Dos gatos negros me miran desde la ventana, les saludo con la mano. No sé qué quiere decir que dos gatos negros con heterocromía te observen con fijeza desde el alfeizar de una ventana cerrada, pero mi instinto quiere intuir que es un buen presagio. Uno de ellos tiene el morro blanco y las patitas con calcetines de algodón. ¿Se le considera, aun así, negro? Espero que sí y si no, me da igual: para mí sigue siendo un buen presagio que dos gatos negros te miren fijamente desde el alfeizar con sus ojos heterocromos.
Voy camino al trabajo, me gusta ir a pie porque las calles tienen una luz especial de recién despertar, y un silencio blanco envuelve la ciudad en esta hora quieta. El aire es más fresco y puro antes de las siete de la mañana cuando en la Avenida Meridiana aún no nos hemos sacudido el calor de las sábanas, y el tráfico y los habitantes no corretean histéricos por las calles. Siento que a esta hora soy dueña y señora de Barcelona, es mía y de unos pocos afortunados que aprendieron a valorar esta quietud matutina.
Tomo la calle Bilbao que es estrecha y pertenece al sintecho que duerme en su propio palacio de cartón dentro de un banco. Nunca llevo dinero suelto, pero siempre le dejo un croissant y un café porque desayunar café recién hecho y croissants calientes debería ser reconocido como derecho humano y patrimonio de la humanidad.
Antes, en el portal número 225, al lado de la sede de la Caixa, vivía un moro que quiso ser príncipe, pero el sintecho rey no quiso permitírselo y se enzarzaron en una discusión terrible. Yo no sé si lo mató o el otro se asustó tanto que terminó por exiliarse, pero lo cierto es que no he vuelto a verle. Tampoco me importa, no me caía bien y no me gustaba como me miraba.

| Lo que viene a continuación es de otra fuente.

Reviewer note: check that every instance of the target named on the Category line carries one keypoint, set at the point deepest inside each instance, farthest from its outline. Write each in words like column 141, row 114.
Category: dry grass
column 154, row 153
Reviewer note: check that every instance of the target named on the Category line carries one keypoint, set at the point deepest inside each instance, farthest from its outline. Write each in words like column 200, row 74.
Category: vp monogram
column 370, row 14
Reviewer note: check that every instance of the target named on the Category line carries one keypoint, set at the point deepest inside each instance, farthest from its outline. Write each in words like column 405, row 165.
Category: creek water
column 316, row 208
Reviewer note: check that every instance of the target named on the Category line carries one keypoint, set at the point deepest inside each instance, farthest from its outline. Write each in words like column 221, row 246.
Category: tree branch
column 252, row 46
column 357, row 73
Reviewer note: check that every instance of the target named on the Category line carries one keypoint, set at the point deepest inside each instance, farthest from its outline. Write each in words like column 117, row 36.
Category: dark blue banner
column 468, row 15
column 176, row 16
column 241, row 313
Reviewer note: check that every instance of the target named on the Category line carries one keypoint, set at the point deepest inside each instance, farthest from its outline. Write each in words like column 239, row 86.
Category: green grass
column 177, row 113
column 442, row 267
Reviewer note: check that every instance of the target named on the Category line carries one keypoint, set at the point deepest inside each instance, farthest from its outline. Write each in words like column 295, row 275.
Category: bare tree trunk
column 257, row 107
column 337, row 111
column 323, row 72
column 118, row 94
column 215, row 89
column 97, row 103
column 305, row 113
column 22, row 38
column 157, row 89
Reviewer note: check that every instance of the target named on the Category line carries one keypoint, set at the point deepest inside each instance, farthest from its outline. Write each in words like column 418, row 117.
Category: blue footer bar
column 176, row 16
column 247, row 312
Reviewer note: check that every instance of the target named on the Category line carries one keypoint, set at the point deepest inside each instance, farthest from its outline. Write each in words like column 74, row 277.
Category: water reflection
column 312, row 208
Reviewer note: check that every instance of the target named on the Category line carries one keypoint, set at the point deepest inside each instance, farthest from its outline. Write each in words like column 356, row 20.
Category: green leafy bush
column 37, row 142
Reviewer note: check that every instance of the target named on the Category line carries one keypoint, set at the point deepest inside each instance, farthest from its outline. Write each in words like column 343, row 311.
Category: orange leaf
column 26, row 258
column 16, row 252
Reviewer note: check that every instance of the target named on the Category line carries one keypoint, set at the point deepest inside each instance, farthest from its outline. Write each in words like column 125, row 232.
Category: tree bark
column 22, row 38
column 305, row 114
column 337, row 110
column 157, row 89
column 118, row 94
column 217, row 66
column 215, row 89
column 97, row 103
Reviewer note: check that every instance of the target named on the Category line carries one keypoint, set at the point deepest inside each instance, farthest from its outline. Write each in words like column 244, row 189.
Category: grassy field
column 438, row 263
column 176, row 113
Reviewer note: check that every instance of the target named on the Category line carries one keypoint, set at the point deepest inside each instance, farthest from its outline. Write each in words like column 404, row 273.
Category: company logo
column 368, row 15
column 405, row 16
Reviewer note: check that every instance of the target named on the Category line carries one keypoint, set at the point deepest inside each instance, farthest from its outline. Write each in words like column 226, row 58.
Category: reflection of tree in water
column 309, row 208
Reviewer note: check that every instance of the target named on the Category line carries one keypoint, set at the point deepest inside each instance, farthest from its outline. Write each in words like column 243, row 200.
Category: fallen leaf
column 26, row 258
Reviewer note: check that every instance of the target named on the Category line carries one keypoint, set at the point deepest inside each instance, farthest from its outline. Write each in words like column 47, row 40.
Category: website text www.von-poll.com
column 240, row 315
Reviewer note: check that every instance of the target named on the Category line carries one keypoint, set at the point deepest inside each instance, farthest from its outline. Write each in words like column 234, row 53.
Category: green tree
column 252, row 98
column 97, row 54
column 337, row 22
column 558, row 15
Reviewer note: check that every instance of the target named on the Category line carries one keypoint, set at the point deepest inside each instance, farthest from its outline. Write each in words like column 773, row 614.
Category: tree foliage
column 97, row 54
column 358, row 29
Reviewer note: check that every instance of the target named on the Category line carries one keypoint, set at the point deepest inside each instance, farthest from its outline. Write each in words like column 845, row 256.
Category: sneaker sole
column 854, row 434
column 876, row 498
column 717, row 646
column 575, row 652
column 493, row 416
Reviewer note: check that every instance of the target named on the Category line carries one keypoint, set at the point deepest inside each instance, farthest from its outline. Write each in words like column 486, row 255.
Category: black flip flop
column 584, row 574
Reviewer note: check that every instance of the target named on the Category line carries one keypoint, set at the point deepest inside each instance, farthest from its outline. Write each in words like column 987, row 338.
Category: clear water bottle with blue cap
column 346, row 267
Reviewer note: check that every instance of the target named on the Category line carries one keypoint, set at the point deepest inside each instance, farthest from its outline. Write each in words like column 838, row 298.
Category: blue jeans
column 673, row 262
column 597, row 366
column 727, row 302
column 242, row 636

—Yo no quiero vasallos, ni aliados —me dice con su boca desdentada—. Tampoco enemigos.
Me río pensando que la calle es como un tablero de ajedrez en el que cada jugador juega con sus normas y vamos todos como pollo sin cabeza dando machetes o recibiéndolos sin ton ni son. La raison puede intentar imponerse, pero la folie es nuestra verdadera soberana.
A estas horas de la mañana te cruzas con poca gente. Una o dos mujeres con la somnolencia dibujada en las bolsas de los ojos, dos negros en bici que no se sabe bien sin van o vienen de trabajar. En los reflejos de los escaparates se asoman caras amorfas y desdibujadas que reclaman vidas pasadas y vidas futuras. En un reflejo no cabe el presente. Son solo espejismos, por eso a veces nos gusta mirarnos en ellos: forman y deforman nuestra imagen, la moldean, la destruyen según las químicas que gobiernan nuestra mente. A decir verdad, los espejos no son traicioneros como gusta creer. Son, más bien, la realidad que nuestro fuero interno quiere creer, aflorando a través de nuestros ojos.
La luz del día, entre gris y rosada, empieza a anaranjarse. La ciudad despierta de su letargo desperezándose lentamente para desprenderse del manto onírico que aun la envuelve. Mi abuela me contó que hubo una época anterior en la que la ciudad olía a pólvora, sangre y miedo; luego simplemente a miedo. Existió un entretiempo en que los aromas que gobernaban la ciudad eran los de la artesanía, la madera fresca, el pan recién horneado, el oxido, las flores recién cortadas, el sudor. Los aromas que dominan nuestras vidas esta mañana de agosto son pegajosos, oscuros, polvorientos; olores de multitudes y monstruos de cuatro ruedas.
Los problemas y las preocupaciones se instalan en la nuca, justo encima de la C1 y se hace un nudo que a veces asciende hasta la sien y se instala en la vena hinchada de la frente. Otras, se arrastra como un gusano venenoso hasta la lumbar y muerde la ciática dejándonos imposibilitados y moribundos durante nuestra tarde libre, y maldecimos nuestro trabajo y nos planteamos abandonarlo y buscar nuestra pasión verdadera. A mí no me gusta mi trabajo, pero paga las facturas y me regala el bienestar más absoluto: la monotonía. Como un autómata me quejo con mis compañeras a la hora del descanso:
—¡Nos tienen explotadas!
—¡Un sueldo digno ya!
—Yo, por esta empresa, no me voy a romper los cuernos.
—La verdad es que yo tampoco me voy a romper los cuernos por esta empresa, pero tampoco la cara en una huelga sindical.
Cruzo la Avenida Diagonal cuando un sonido seco me aturde y una energía histérica y desorganizada me avasalla desde la lejanía. El día que empezaba a despuntar soleado se tornó poco a poco en una mancha oscura hasta que la negrura conquistó toda mi conciencia.